Four reasons surfaced in our broker survey: UI that has barely moved since 2010, mobile and web parity that lags desktop significantly, MQL5 scripting that has not kept pace with modern alternatives, and newer brokers offering cTrader or proprietary platforms as their default for new accounts.
Is cTrader better than MetaTrader 5?
For ECN/STP traders, yes — cTrader was built for that execution model and the UX shows it. For traders on market-maker pricing or those dependent on MQL5-specific EAs, MT5 remains the better fit. The platforms are now competitive in core charting and execution for retail FX.
Can I move my MT5 indicators to another platform?
Custom MQL5 indicators do not port directly — they are MetaTrader-specific. Standard indicators (RSI, MACD, Bollinger, Ichimoku) exist on every alternative. Custom logic must be rewritten in the destination platform's language: cAlgo C# for cTrader, Pine Script for TradingView, NinjaScript C# for NinjaTrader. Most rewrites are simpler than they look.

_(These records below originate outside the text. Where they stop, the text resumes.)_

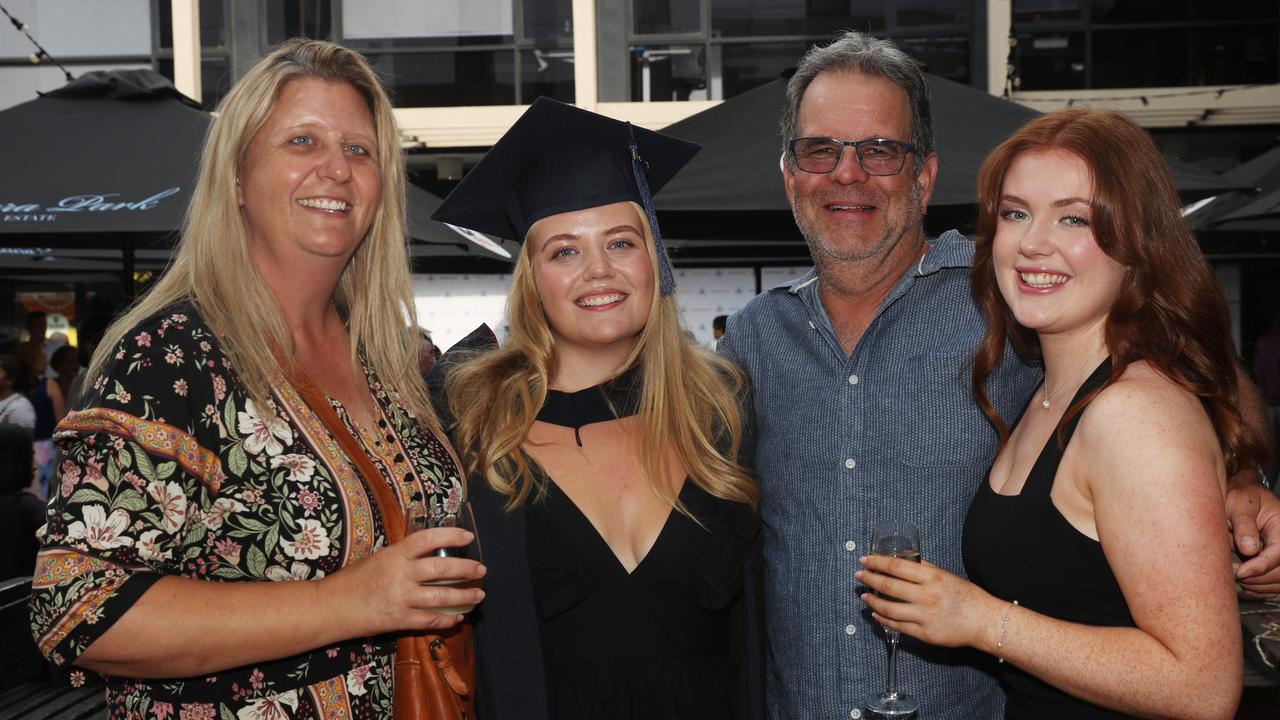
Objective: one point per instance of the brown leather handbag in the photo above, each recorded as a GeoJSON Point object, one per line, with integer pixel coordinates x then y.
{"type": "Point", "coordinates": [434, 671]}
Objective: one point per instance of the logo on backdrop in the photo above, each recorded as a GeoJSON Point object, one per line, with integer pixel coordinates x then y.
{"type": "Point", "coordinates": [108, 203]}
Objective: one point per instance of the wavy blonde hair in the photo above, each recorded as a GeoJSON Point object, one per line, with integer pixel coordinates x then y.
{"type": "Point", "coordinates": [689, 400]}
{"type": "Point", "coordinates": [211, 267]}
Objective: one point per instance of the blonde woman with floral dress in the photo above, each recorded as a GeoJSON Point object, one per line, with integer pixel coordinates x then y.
{"type": "Point", "coordinates": [210, 547]}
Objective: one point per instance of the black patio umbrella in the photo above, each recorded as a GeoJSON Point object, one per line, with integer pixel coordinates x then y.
{"type": "Point", "coordinates": [435, 238]}
{"type": "Point", "coordinates": [108, 163]}
{"type": "Point", "coordinates": [735, 187]}
{"type": "Point", "coordinates": [109, 153]}
{"type": "Point", "coordinates": [1243, 222]}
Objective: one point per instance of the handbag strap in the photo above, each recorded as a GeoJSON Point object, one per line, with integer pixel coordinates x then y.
{"type": "Point", "coordinates": [388, 505]}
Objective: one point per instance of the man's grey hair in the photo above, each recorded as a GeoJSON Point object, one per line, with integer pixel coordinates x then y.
{"type": "Point", "coordinates": [858, 53]}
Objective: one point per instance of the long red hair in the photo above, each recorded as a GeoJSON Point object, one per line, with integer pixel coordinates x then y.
{"type": "Point", "coordinates": [1170, 310]}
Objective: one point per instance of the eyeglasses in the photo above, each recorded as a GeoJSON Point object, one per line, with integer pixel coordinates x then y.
{"type": "Point", "coordinates": [876, 156]}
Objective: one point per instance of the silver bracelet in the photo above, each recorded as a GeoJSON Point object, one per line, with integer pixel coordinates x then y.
{"type": "Point", "coordinates": [1004, 630]}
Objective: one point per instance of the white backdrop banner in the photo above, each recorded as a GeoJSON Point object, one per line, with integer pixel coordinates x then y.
{"type": "Point", "coordinates": [452, 305]}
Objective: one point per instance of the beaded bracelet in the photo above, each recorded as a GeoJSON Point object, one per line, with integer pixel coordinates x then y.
{"type": "Point", "coordinates": [1004, 630]}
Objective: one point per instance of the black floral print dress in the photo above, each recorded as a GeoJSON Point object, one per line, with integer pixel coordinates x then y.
{"type": "Point", "coordinates": [170, 469]}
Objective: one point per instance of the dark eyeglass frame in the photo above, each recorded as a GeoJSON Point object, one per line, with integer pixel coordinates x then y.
{"type": "Point", "coordinates": [906, 149]}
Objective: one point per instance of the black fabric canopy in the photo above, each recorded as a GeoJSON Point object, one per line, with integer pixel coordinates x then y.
{"type": "Point", "coordinates": [737, 168]}
{"type": "Point", "coordinates": [109, 153]}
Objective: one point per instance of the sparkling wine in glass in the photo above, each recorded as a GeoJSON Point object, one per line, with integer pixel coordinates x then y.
{"type": "Point", "coordinates": [420, 518]}
{"type": "Point", "coordinates": [894, 538]}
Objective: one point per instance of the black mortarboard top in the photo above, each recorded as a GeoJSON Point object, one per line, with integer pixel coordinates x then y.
{"type": "Point", "coordinates": [558, 158]}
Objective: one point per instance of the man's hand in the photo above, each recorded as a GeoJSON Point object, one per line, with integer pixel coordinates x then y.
{"type": "Point", "coordinates": [1253, 513]}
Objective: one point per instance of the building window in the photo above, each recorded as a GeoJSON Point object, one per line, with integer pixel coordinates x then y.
{"type": "Point", "coordinates": [750, 42]}
{"type": "Point", "coordinates": [215, 58]}
{"type": "Point", "coordinates": [1106, 44]}
{"type": "Point", "coordinates": [298, 18]}
{"type": "Point", "coordinates": [466, 51]}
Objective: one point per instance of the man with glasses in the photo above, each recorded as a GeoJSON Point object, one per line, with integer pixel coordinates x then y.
{"type": "Point", "coordinates": [860, 374]}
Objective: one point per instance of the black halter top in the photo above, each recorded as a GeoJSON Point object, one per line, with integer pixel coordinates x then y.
{"type": "Point", "coordinates": [1020, 547]}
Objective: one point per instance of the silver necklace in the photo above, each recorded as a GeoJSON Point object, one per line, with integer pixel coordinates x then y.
{"type": "Point", "coordinates": [1047, 397]}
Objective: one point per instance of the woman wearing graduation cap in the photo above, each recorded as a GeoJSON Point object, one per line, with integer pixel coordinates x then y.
{"type": "Point", "coordinates": [602, 443]}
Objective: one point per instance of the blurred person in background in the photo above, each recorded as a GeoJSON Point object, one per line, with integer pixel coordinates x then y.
{"type": "Point", "coordinates": [14, 405]}
{"type": "Point", "coordinates": [21, 511]}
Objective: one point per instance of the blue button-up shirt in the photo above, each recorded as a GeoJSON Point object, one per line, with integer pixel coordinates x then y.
{"type": "Point", "coordinates": [890, 432]}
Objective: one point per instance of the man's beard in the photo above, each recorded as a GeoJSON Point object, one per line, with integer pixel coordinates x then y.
{"type": "Point", "coordinates": [908, 218]}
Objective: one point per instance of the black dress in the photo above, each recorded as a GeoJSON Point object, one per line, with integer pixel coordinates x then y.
{"type": "Point", "coordinates": [1020, 547]}
{"type": "Point", "coordinates": [668, 639]}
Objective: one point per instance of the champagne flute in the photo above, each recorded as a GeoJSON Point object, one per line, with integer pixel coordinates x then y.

Does my FX broker support alternatives to MT5?
Most do. The largest retail FX brokers — IC Markets, Pepperstone, FP Markets, OANDA, Saxo, IG, Interactive Brokers — all offer at least one non-MT5 platform option. cTrader is the most widely available alternative on ECN/STP brokers. Check your broker's platform list before assuming you are locked in.
What is the best free MetaTrader 5 alternative?
cTrader is free at the platform level. TradingView has a generous free tier sufficient for chart-only workflows. ChartingLens offers a free tier with full charting across forex, equities, and crypto. NinjaTrader's charting and simulator are free. Every alternative in this guide has a usable free entry point.
Is MetaTrader 4 still worth using?
For existing MT4 users with established workflows, yes — it remains supported and stable. For a trader starting fresh in 2026, no — MT4 is in long-term maintenance, mobile development has effectively stopped, and most new brokers do not offer it to new accounts. The platforms in this guide are better starting points.